The Future: An Iterative Process of Learning and Memory Evolution

In our paper, we introduced Neural Attention Memory Models for learning the memory system of transformer-based foundation models. By evolving NAMMs on top of pre-trained language models, we demonstrated their effectiveness across diverse long-context tasks in three languages, surpassing what was previously possible with hand-designed memory management approaches. We also showed that our models inherently possess zero-shot transferability across architectures, input modalities, and task domains.

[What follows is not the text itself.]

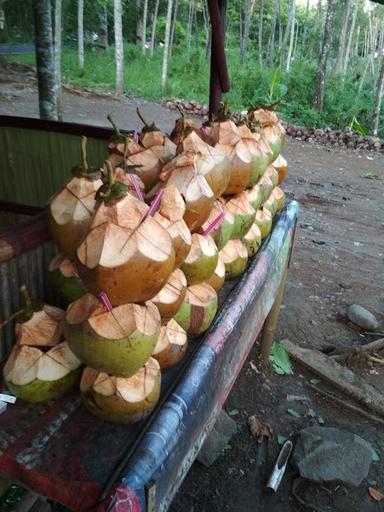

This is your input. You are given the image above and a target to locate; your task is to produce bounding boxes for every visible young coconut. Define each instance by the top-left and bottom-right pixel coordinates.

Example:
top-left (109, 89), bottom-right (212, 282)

Looking ahead, this work has only begun to tap into the potential of our new class of memory models, which we anticipate might offer many new opportunities to advance future generations of transformers. For instance, we believe that learning transformers directly on top of NAMMs is an exciting unexplored direction that could open the doors to efficient training over much longer data sequences. Pushing this idea even further, iteratively alternating between learning and evolution could scale these benefits across future generations of foundation models, in a way akin to the iterative process that shaped the development of our very own cognitive memory system.



Acknowledgement

We extend our heartfelt gratitude to the New Energy and Industrial Technology Development Organization (NEDO) and the Japanese Ministry of Economy, Trade and Industry (METI) for organizing the Generative AI Accelerator Challenge (GENIAC) and for selecting us as one of the participants. This project, JPNP20017, was made possible through the support provided by this initiative.